BEDA / Scenarium / O Navio*

Foto por Miguel u00c1. Padriu00f1u00e1n em Pexels.com

Minha família viveu no Largo do Arouche, centro de São Paulo, até os meus cinco anos de idade. Do apartamento no Edifício Coliseu, apenas me lembro do corredor onde pedalava meu carrinho de metal com uma estrela no capô e da entrada do apartamento. Um amplo sofá boia solto na minha memória real, além dos fantasmas com os quais convivia em minhas aventuras soldado do Exército. Parece que desde então vivia a sonhar que voava, o que quase aconteceu por pouco quando ascendi ao parapeito da janela do décimo segundo andar. Fui impedido por meu avô, que me agarrou a tempo.

Minhas lembranças da infância mais presentes estão vinculadas ao qual chamávamos de porão, abaixo da imensa casa do meu Tio José, que empregou meus pais na fábrica de autopeças. Eu dormia junto à janela que dava para a garagem da casa e sua forma arredondada era parecida com as dos navios dos filmes que assistia. Logo, aquele canto se tornou ao mesmo tempo minha cabine e tombadilho de onde conduzia minha cama-barco-de-armar mar adentro, enfrentando tempestades, raios e trovões para levá-lo a salvo até a ilha-cozinha, onde me sentia confortável em ver minha mãe preparar a comida. Adorava vê-la encher a mamadeira de café com leite, a qual tomei até os seis anos, pelo menos, pela manhã.

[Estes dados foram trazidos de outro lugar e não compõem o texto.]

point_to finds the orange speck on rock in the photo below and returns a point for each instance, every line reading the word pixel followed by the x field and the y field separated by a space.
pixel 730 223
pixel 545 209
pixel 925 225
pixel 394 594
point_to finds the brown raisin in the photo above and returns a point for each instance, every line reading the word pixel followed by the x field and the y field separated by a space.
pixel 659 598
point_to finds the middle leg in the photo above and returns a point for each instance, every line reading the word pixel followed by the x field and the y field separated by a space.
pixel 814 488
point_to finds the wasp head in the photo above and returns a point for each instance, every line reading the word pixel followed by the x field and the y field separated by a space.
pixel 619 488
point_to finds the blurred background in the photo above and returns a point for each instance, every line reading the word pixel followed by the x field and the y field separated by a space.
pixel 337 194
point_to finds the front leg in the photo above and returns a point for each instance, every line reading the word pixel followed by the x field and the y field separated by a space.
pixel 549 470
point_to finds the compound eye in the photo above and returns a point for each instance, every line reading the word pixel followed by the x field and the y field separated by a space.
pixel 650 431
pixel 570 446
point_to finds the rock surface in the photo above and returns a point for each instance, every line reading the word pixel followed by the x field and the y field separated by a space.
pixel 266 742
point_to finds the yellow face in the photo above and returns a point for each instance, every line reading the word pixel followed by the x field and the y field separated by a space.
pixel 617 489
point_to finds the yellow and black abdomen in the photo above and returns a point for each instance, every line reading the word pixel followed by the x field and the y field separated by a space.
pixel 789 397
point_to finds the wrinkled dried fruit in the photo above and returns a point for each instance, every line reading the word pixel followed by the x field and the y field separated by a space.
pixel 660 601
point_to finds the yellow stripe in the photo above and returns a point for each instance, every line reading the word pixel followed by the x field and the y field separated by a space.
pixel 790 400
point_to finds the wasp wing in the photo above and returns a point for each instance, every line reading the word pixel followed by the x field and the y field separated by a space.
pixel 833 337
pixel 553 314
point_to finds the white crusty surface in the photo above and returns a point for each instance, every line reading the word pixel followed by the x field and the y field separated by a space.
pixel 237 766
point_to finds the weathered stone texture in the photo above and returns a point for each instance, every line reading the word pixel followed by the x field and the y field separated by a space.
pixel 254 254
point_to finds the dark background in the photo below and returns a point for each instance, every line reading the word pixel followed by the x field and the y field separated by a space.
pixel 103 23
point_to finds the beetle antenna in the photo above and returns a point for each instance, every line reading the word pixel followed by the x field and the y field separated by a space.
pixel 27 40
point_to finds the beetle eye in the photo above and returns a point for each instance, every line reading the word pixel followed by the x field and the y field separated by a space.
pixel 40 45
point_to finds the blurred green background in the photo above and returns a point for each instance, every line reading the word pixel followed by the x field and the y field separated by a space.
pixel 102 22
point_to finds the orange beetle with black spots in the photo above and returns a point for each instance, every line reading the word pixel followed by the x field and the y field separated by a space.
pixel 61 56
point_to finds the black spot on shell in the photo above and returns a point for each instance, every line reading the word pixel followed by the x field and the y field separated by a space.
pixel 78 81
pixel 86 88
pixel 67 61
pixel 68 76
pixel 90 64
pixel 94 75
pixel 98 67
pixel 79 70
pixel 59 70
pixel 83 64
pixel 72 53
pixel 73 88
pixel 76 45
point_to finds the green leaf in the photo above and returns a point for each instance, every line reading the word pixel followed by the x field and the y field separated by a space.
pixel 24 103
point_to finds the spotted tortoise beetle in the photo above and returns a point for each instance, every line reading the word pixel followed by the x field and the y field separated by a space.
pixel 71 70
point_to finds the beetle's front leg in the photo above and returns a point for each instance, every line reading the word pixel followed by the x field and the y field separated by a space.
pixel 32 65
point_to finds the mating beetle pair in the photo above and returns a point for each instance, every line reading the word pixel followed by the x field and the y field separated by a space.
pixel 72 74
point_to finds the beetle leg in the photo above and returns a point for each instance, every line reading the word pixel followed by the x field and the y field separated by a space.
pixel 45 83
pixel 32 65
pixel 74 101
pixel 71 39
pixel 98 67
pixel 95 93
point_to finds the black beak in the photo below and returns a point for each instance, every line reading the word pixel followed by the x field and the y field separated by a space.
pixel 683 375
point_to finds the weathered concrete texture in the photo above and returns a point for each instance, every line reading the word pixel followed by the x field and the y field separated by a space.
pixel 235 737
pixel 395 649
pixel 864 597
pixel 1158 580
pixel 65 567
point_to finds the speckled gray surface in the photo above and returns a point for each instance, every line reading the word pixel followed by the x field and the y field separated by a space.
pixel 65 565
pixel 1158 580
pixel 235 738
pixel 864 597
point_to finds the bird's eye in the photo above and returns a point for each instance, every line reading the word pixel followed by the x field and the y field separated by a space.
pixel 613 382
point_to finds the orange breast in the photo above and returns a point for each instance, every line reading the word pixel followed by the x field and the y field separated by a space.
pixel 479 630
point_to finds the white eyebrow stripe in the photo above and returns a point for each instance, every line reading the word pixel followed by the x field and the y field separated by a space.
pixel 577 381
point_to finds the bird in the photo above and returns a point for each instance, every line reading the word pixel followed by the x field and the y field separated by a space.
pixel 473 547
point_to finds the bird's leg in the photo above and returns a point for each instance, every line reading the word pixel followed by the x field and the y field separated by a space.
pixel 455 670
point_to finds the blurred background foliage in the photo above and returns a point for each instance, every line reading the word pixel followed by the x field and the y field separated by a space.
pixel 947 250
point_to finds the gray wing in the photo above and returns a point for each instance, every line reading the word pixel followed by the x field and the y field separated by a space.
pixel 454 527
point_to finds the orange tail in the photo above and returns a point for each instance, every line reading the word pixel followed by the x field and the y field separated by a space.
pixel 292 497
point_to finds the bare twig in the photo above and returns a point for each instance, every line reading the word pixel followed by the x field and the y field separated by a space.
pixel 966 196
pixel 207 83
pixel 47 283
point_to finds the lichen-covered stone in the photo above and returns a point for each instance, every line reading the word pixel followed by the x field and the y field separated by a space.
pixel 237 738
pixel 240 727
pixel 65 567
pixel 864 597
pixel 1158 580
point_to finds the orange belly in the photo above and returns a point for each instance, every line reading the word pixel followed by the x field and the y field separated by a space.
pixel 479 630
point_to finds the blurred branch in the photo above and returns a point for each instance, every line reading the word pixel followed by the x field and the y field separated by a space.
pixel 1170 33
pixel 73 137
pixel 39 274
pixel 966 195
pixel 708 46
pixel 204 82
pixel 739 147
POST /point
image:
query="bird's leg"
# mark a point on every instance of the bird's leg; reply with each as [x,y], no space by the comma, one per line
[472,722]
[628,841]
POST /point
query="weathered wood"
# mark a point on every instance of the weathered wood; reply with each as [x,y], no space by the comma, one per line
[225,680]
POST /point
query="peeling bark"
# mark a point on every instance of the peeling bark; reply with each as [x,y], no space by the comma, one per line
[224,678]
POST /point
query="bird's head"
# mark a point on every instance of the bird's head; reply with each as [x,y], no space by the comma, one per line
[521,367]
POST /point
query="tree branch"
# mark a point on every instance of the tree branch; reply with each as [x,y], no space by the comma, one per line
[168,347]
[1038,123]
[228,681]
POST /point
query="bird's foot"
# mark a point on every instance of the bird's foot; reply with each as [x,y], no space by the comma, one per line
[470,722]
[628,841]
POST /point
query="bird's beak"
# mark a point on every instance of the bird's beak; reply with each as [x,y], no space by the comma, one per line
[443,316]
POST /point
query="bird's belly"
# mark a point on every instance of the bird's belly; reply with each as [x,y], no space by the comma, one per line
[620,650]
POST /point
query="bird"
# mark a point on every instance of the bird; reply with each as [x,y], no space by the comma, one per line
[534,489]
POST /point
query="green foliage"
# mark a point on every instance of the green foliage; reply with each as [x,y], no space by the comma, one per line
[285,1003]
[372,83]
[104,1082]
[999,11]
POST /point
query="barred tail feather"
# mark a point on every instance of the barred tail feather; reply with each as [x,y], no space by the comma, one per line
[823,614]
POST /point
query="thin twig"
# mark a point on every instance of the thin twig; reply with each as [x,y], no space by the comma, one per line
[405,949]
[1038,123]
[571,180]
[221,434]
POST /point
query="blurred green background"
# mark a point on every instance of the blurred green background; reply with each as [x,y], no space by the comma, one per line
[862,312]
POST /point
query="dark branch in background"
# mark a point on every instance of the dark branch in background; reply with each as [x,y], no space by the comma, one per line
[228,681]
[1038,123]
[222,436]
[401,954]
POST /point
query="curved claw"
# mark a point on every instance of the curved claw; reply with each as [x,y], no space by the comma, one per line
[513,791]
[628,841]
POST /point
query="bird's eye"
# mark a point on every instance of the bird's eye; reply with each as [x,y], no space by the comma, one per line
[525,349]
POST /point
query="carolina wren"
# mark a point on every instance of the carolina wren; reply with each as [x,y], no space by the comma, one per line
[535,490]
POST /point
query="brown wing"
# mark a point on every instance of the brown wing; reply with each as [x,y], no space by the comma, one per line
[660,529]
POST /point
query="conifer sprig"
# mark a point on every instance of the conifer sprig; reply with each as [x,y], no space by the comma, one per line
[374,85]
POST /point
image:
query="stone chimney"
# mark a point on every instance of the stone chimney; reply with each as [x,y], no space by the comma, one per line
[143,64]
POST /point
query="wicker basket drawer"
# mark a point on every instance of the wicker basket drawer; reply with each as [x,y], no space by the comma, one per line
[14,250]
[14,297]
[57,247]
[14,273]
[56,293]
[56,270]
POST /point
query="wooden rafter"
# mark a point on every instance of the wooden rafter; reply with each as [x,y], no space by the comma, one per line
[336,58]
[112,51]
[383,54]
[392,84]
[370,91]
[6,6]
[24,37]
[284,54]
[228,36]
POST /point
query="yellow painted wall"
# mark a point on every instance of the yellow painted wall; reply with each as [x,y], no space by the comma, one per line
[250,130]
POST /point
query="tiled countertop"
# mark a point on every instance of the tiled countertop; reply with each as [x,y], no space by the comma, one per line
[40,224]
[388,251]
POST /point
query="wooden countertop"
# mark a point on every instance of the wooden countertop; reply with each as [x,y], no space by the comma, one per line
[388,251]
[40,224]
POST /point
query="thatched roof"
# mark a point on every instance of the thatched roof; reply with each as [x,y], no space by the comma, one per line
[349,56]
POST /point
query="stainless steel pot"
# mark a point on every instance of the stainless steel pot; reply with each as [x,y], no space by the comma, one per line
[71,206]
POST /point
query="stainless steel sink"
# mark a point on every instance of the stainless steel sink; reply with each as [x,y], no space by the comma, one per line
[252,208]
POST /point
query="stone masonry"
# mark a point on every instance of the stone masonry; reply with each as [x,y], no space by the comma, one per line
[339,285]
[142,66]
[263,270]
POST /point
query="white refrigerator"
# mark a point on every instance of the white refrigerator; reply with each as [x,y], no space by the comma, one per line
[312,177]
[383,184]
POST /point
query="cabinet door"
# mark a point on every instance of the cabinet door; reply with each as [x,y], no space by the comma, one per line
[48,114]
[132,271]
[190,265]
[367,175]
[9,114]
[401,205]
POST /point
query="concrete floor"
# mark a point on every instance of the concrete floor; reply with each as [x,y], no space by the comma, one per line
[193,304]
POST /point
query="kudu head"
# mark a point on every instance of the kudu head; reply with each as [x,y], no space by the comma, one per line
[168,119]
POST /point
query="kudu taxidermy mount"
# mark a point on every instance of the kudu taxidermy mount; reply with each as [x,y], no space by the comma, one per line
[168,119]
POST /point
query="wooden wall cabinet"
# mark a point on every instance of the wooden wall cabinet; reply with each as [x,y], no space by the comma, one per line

Era recorrente eu desenhar o navio que me conduzia meninice a frente. Em terra firme, na Vila Esperança aprendi a jogar bolinha de gude, empinar pipa, jogar futebol. Também aprendi as primeiras letras, desenhadas no caderno de brochura, sem obedecer às linhas laterais. O que começava em uma página, terminava na outra. Fiz por iniciativa própria e quando mostrei à professorinha da escola infantil, me lembro dela chorar como se eu tivesse cometido uma imensa travessura… Ganhei um beijo estalado no rosto. Talvez, tenha sido ali que tenha desistido de ser marinheiro ao perceber que um barquinho de papel me levaria bem mais longe…

*Texto produzido por ocasião do Curso Narrativas Na Primeira Pessoa, da Lunna Guedes.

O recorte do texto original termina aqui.